# Lewis Suspended



## BlakeJesus (Feb 1, 2006)

> NEW YORK, Aug. 6, 2009 – Rashard Lewis of the Orlando Magic has been suspended without pay for ten games for violating the terms of the NBA/NBPA Anti-Drug Program by testing positive for an elevated testosterone level, it was announced today by the NBA. Lewis’ suspension will begin with the first game of the 2009-10 NBA regular season for which he is eligible and physically able to play.
> 
> Rashard Lewis Statement:
> 
> ...


http://www.nba.com/magic/news/Lewis_Suspended-321190-2348.html


----------



## knicksfan (Jan 4, 2003)

Do you guys know what specific supplement caused this positive test? Was he taking straight DHEA pills? The supplement industry is so awkward nowadays that you can get a positive test for drinking the wrong kind of Cytosport Muscle Milk for cryin out loud.


----------



## BlakeJesus (Feb 1, 2006)

Yeah it says he took an over the counter supplement. If it's a legal, over the counter drug I don't see why it should be illegal in the NBA.


----------



## Krstic All-Star (Mar 9, 2005)

I can understand professionals being a bit more restricted regarding their profession. For athletes, it means being extra-alert for anything that could be a performance-enhancer. For attorneys, it means not being able to say a lot of things, or risk ethics violations. The difference between the two is that lawyers are informed about the restrictions, while athletes generally don't know about every supplement that contains a banned ingredient.
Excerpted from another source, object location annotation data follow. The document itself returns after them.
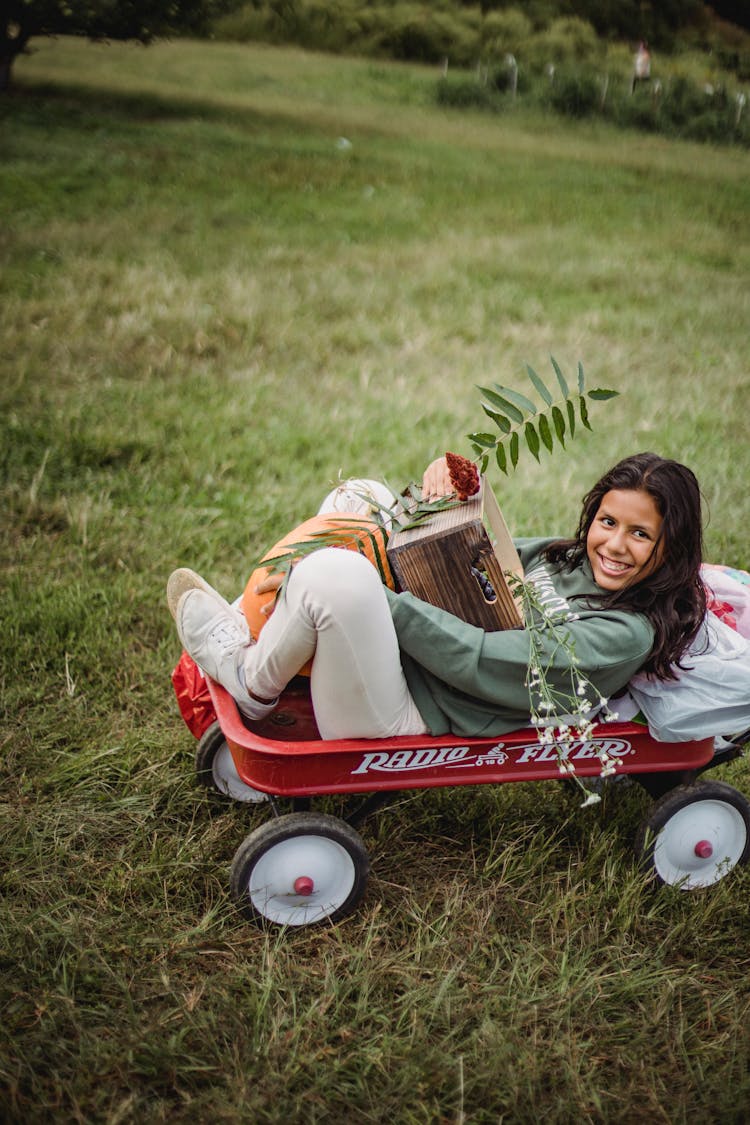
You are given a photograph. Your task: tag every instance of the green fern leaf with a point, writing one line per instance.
(559, 423)
(584, 412)
(539, 385)
(515, 396)
(544, 431)
(514, 449)
(561, 379)
(532, 440)
(503, 404)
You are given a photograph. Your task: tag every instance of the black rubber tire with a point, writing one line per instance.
(300, 845)
(216, 771)
(708, 813)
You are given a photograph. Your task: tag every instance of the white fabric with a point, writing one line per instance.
(334, 610)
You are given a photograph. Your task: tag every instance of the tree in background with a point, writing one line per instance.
(143, 20)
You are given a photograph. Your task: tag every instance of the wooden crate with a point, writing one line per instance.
(434, 561)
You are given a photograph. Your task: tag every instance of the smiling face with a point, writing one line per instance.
(622, 543)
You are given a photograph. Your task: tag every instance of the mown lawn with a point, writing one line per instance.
(227, 275)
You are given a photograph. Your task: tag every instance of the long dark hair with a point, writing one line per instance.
(672, 597)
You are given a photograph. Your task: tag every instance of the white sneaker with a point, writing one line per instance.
(211, 635)
(183, 578)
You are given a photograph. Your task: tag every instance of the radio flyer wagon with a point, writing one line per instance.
(303, 867)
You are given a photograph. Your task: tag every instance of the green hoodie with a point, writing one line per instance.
(470, 682)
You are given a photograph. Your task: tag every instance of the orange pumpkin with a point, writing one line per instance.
(354, 532)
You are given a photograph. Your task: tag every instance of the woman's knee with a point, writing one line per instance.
(337, 578)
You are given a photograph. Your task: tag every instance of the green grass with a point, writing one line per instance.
(208, 308)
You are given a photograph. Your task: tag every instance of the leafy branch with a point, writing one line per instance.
(520, 420)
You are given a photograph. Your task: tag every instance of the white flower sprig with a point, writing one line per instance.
(563, 714)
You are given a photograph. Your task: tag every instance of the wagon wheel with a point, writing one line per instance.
(299, 870)
(216, 770)
(695, 835)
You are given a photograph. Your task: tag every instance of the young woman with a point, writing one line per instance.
(387, 664)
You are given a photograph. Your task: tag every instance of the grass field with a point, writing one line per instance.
(210, 305)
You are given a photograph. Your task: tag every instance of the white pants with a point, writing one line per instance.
(334, 611)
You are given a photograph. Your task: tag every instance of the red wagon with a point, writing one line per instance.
(303, 867)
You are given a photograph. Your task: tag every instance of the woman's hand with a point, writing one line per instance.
(436, 480)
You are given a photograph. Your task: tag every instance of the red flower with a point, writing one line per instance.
(464, 475)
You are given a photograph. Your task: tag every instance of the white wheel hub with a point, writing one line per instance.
(699, 844)
(301, 880)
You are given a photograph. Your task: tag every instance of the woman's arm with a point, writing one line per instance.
(610, 648)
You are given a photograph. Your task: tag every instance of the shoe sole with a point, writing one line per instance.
(180, 582)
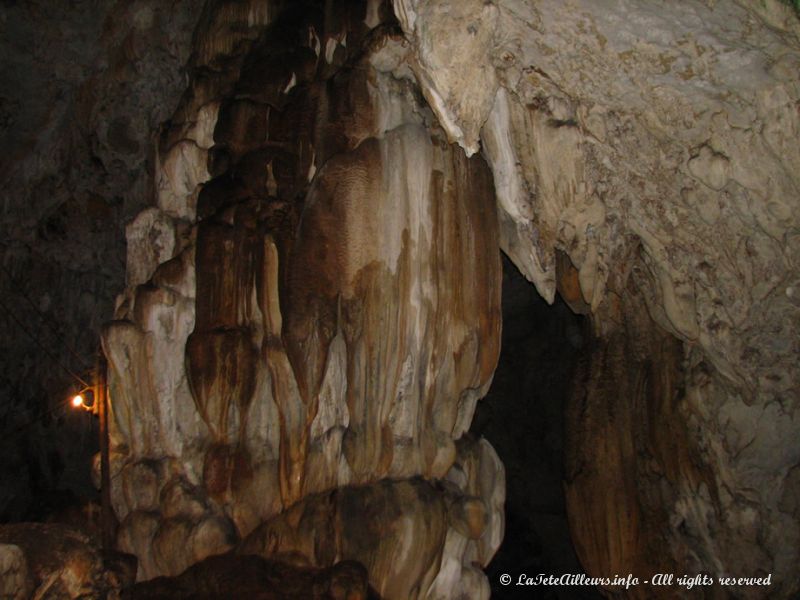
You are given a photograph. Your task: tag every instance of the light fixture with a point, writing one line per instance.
(84, 399)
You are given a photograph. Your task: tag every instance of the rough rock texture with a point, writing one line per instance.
(58, 562)
(656, 147)
(313, 303)
(84, 85)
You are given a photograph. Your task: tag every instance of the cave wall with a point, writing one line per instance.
(85, 87)
(655, 147)
(312, 313)
(644, 165)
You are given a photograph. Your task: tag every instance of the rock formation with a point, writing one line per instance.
(646, 157)
(313, 312)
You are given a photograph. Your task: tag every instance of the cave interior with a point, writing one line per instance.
(400, 299)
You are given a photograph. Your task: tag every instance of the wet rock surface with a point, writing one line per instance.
(56, 561)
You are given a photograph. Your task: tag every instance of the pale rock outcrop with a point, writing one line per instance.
(321, 313)
(655, 146)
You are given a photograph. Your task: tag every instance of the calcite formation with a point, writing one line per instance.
(313, 311)
(312, 308)
(39, 560)
(646, 157)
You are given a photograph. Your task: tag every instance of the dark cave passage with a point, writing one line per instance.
(523, 418)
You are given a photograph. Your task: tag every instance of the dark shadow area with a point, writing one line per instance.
(523, 418)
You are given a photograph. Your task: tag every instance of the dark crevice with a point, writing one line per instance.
(523, 418)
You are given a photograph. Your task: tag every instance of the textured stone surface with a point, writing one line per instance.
(313, 304)
(84, 86)
(655, 146)
(232, 576)
(55, 561)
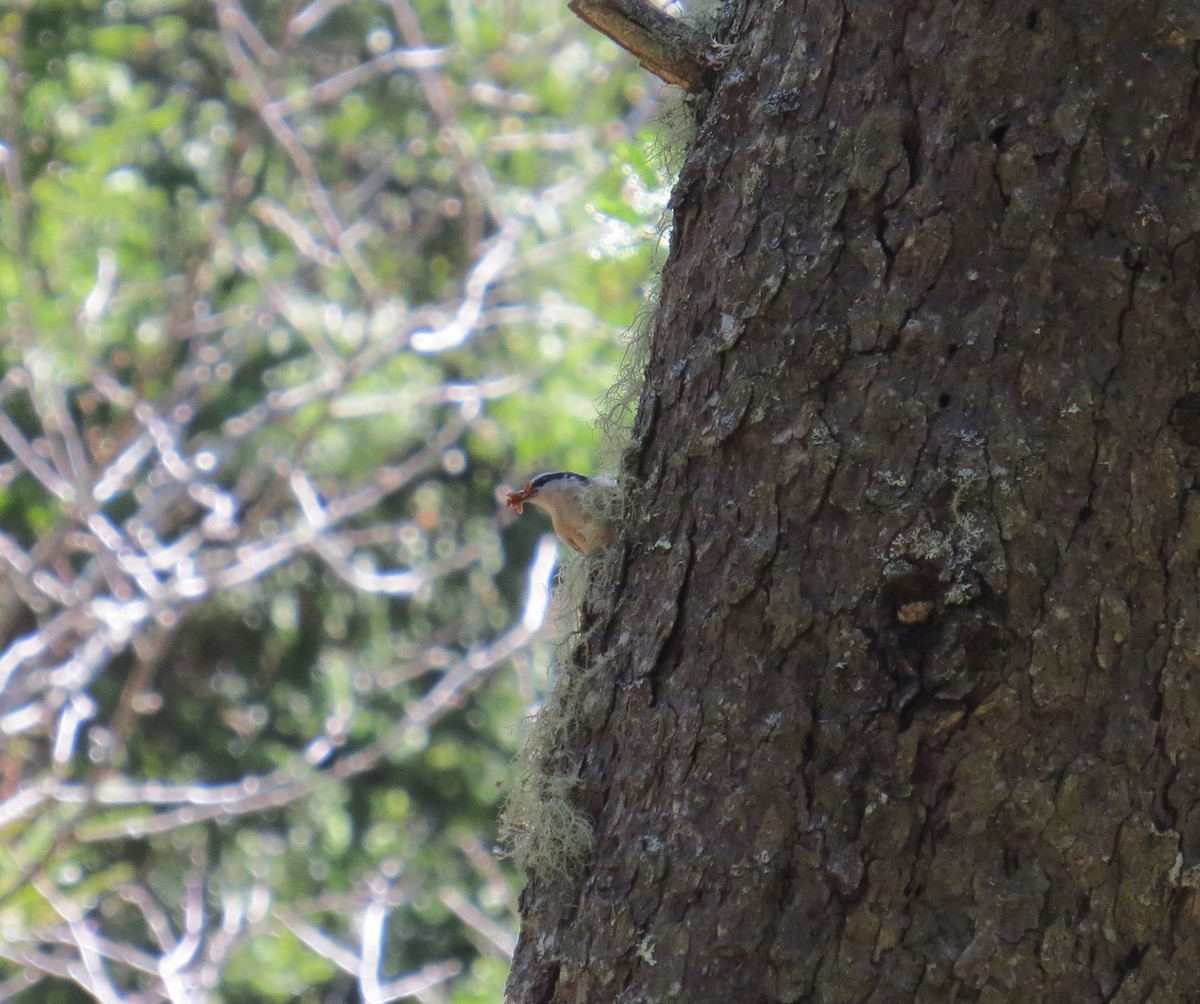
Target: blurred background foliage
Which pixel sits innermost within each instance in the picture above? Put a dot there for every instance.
(287, 292)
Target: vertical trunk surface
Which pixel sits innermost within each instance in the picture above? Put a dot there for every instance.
(897, 695)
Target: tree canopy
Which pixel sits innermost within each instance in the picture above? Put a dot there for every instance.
(287, 292)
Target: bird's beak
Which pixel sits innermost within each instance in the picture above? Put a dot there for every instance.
(517, 499)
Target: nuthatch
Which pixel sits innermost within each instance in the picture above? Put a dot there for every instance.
(581, 509)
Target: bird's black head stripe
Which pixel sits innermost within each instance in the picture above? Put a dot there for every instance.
(543, 480)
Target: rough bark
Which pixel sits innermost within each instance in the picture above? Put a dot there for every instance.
(897, 696)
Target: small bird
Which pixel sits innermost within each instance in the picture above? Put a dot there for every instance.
(581, 509)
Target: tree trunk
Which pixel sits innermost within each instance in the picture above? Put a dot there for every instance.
(898, 693)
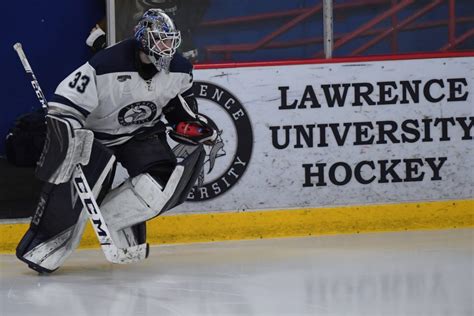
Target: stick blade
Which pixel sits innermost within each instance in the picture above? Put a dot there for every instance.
(126, 255)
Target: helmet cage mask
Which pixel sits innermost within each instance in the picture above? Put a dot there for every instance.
(158, 37)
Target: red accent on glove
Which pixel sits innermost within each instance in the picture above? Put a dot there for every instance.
(189, 129)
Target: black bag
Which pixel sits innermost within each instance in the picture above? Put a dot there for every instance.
(25, 140)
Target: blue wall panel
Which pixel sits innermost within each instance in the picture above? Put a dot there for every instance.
(53, 35)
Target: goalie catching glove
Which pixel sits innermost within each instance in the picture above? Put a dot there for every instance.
(67, 144)
(200, 131)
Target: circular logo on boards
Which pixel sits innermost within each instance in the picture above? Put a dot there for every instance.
(137, 113)
(227, 160)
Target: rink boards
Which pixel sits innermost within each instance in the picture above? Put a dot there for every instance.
(312, 148)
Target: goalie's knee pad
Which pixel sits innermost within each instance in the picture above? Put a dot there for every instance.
(141, 198)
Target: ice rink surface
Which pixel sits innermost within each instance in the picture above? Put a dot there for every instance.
(406, 273)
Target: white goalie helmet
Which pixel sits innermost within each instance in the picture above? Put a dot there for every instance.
(158, 37)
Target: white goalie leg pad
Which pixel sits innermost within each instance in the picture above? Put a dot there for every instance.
(52, 254)
(137, 200)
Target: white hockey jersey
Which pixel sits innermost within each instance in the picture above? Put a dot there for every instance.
(108, 95)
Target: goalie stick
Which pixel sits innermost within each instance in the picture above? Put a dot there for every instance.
(112, 252)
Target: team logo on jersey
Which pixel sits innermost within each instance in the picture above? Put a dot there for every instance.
(227, 160)
(137, 113)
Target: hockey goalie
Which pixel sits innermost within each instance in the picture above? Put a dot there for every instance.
(118, 107)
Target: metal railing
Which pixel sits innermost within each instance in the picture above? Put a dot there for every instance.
(367, 30)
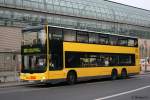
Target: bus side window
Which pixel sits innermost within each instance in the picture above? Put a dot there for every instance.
(103, 39)
(131, 42)
(113, 40)
(93, 38)
(122, 41)
(70, 35)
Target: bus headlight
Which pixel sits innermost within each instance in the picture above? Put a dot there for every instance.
(43, 78)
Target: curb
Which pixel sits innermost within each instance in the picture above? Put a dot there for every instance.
(145, 73)
(5, 85)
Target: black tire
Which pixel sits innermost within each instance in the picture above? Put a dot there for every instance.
(114, 75)
(71, 78)
(124, 74)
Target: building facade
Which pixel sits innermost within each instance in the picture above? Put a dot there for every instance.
(94, 15)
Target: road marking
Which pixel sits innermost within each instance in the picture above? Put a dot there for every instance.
(127, 92)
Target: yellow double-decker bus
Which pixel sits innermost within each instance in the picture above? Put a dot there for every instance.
(57, 53)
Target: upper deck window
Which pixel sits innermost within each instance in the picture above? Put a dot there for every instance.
(34, 37)
(82, 37)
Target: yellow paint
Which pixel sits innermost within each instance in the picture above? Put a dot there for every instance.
(92, 71)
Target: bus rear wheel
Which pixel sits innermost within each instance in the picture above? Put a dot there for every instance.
(114, 75)
(124, 74)
(71, 78)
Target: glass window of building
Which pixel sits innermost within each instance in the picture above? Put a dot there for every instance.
(82, 37)
(69, 35)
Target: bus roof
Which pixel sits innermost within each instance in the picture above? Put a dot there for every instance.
(83, 30)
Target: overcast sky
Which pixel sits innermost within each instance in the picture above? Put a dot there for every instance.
(145, 4)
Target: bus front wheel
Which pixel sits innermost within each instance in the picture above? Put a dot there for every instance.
(71, 78)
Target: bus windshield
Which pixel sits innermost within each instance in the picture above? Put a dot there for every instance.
(34, 37)
(34, 63)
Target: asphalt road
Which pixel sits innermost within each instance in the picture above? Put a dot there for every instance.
(134, 88)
Perhaps the NBA needs to have someone compile a comprehensive list of available supplements and flag every one that has a questionable ingredient.


----------



## Babir (Jan 10, 2005)

the good side of the story is that finally we'll see a traditional lineup...


----------



## BlakeJesus (Feb 1, 2006)

KAS that's a great idea, because some of the supplements out there have SO many different things in them (I worked at GNC, I know this for a fact) there's a good chance at least one of those ingredients could be on the ban list.


----------